Optimization: Speed of Operations

CS 301 Lecture, Dr. Lawlor, 2005/10/31

The simplest possible performance model is the constant model:
t = C
That is, the time t taken to do something is always a constant, C.

The next-simplest model is the linear model:
t(n) = A + B n
For example, the time t(n) taken to execute most loops is just the loop startup time, A, plus some fixed time B for each of the n iterations of the loop. To find A, we can just run a loop with no iterations. To find B, we can run the loop many times (big n), and then B = (t(n)-A)/n.

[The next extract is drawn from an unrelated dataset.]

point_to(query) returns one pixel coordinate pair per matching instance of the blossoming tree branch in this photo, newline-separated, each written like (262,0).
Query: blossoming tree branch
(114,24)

Here's an example where we use the netrun builtin timing routine "time_function" to experimentally determine A and B:
(Executable NetRun Link)

int rep=0; /* Number of repetitions for do_it to execute*/
int do_it(void) {
	unsigned int i, max=rep, sum=0;
	for (i=0;i<max;i++) sum=sum*(i+1);
	return (int)sum;
}

int foo(void) {
	rep=0;
	double A=time_function(do_it); /* time to do no iterations */
	
	int n=100000;
	rep=n;
	double B=(time_function(do_it)-A)/n; /* time per iteration */
	
	printf("Per call: %.2f ns.  Per iteration: %.2f ns\n",
		A*1.0e9, B*1.0e9);
	return 0;
}

We can now do anything we want inside do_it, and see how fast it is. Here are the results for the default NetRun x86 machine, a 2.8GHz (0.36ns/clock) Pentium 4. The loop startup time A is always about 5 ns.

Time per iteration B	Operations:
0.8ns	Add, Subtract, AND, OR, XOR, NOT, bitshift (by a constant)
1.0ns	bitshift by a non-constant: sum=sum>>i;
3.6ns	Multiply: sum=sum*(i+1);
24ns	Divide: sum=sum/(i+1);
about 100 ns	pow, log, exp, sqrt, sin, cos, malloc/free
about 200 ns	fprintf (to a file; printing to the screen is >10x slower)
thousands of ns	fopen/fclose, network connections,